U.S embassy documents, citing interviews with PRTC deserters suggest that, as the Honduran military closed in on the group, the 60 plus year old Carney grew physically weak, barely being able to walk even a hundred meters before having to rest. The priest, not wanting to endanger, slowdown or burden the now fragmented group, selflessly sacrificed himself, reportedly telling his companions to leave him behind. According to the last two insurgents claiming to have seen him alive, he was left in a hammock, hidden under a triple canopy jungle in the Patuca region, where he presumably died, alone, exposed to the elements and without food.

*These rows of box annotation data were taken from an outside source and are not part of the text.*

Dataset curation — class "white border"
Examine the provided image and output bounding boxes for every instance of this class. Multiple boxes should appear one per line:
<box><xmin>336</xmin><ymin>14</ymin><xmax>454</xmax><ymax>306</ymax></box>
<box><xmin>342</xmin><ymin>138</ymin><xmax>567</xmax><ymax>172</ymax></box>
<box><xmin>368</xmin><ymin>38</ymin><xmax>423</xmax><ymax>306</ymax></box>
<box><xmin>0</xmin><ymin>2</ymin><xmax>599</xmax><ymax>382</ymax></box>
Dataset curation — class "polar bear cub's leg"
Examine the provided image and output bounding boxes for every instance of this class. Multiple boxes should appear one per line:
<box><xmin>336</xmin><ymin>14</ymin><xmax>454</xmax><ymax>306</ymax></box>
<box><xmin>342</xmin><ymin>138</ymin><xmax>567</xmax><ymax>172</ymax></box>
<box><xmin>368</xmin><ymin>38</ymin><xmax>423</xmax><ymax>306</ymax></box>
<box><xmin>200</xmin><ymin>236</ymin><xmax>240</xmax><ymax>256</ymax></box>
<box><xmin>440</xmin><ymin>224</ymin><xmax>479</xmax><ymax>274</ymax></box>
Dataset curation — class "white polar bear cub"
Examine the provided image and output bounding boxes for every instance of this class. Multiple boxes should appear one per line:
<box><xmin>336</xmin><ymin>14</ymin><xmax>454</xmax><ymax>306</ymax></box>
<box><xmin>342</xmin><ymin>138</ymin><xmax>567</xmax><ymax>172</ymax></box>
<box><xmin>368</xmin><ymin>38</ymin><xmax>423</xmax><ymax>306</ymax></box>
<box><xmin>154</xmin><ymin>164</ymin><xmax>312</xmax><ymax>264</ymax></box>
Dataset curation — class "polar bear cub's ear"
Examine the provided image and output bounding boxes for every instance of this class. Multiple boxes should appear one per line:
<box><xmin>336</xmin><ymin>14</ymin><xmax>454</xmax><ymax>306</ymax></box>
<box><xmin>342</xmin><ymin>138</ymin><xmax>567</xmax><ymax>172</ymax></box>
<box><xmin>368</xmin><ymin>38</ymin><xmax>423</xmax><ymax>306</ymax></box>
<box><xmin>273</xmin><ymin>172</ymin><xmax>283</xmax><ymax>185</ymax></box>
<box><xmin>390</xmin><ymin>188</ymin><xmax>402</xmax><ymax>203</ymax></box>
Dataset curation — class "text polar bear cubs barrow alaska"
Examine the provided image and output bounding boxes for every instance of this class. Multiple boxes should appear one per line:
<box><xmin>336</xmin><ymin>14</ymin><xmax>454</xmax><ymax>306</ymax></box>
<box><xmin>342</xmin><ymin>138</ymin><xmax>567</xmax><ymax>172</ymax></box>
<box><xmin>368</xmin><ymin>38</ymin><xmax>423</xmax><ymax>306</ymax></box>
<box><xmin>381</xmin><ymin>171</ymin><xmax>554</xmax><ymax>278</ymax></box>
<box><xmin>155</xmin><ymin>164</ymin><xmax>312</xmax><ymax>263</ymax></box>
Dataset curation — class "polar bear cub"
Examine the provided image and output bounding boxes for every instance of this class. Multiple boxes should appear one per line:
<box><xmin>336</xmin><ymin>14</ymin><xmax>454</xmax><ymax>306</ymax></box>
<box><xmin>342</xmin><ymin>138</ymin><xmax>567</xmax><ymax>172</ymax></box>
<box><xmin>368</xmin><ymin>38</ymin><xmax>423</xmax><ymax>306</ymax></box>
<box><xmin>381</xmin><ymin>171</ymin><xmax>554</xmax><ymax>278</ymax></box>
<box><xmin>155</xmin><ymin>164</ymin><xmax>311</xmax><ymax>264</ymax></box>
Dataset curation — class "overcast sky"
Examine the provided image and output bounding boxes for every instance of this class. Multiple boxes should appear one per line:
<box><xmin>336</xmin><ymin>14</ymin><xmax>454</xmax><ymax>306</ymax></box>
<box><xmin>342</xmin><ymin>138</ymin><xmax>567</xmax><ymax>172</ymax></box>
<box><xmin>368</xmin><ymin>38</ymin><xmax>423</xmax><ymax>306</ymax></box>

This official version based on interviews with insurgent survivors, is contradicted in news reports echoed from testimony of a man characterized in media as an exiled former intelligence officer Florencio Cabadero who claimed that Carney was captured, tortured, and then thrown to his death from a helicopter by members of the Honduran Army's elite Battalion 316. Eric Haney, who was stationed in Honduras as a member of the Delta Force at the time, reported 'hearing' the same reports, that Carney was tortured and killed by the military. In his book Inside Delta Force, Haney claims credit for killing former Green Beret David Arturo Baez in the final firefight that saw Carney captured (The Battle of Yolo Valley, Honduras). Since the publication of his book and claim Haney has been roundly admonished by the U.S. Special Forces community for fabricating the story of his killing Baez.

Another report echoes the same claims that Baez and Carney were taken alive by Honduran forces. However, unnamed sources claiming to be linked to the U.S. Embassy in Honduras have purportedly offered that Carney, along with Baez, a Nicaraguan-American Sandinista serving as a military adviser to the guerrilla column, were captured. According to these unsourced reports, both he and Baez were interrogated at a small dirt landing strip in Honduras along with surviving members of the column. Carney and Baez were ordered to be executed by the country's government or military. According to unnamed sources, represented as "U.S. MilGrp officers then stationed in Honduras", the execution of Baez and Carney is alleged to have been carried out by the first Honduran Special Forces officer to have graduated the U.S. Special Warfare course at Fort Bragg, North Carolina. The order from the Honduran military commander was that "all officers are to have blood on their hands" in order to ensure silence.

According to these same unsourced reports, the bodies of the two Americans were, along with those others killed, flown back over the border on a Honduran military helicopter into Nicaragua and unceremoniously dumped into the triple canopy jungle below.

==Aftermath==
Carney's family traveled to Honduras shortly after learning of his death but were unable to recover his body or any information. Baez's family, living in Florida, have long demanded the truth about the former Green Beret's death.

Later in 1983, the army officer implicated by Cabadero in ordering Carney's death, General Gustavo Álvarez Martínez, was awarded the Legion of Merit by President Ronald Reagan, "for promoting democracy in Honduras" at the same time the Cuban trained and Sandinista PRTC 96 man insurgent group has crossed over in to Honduras to overthrow the civilian government of Honduran President, Dr Roberto Suazo Córdova, the first democratically elected civilian government for Honduras in many decades. Nevertheless, some of Carney's former colleagues believe the award is evidence that then U.S Ambassador to Honduras, John Negroponte, authorized Carney's killing.

Father Joseph Mulligan, a close friend of Carney, sent, in 2010, a letter to President Barack Obama and Secretary of State Hillary Clinton requesting their assistance in seeing his FOIA request, now being processed, approved.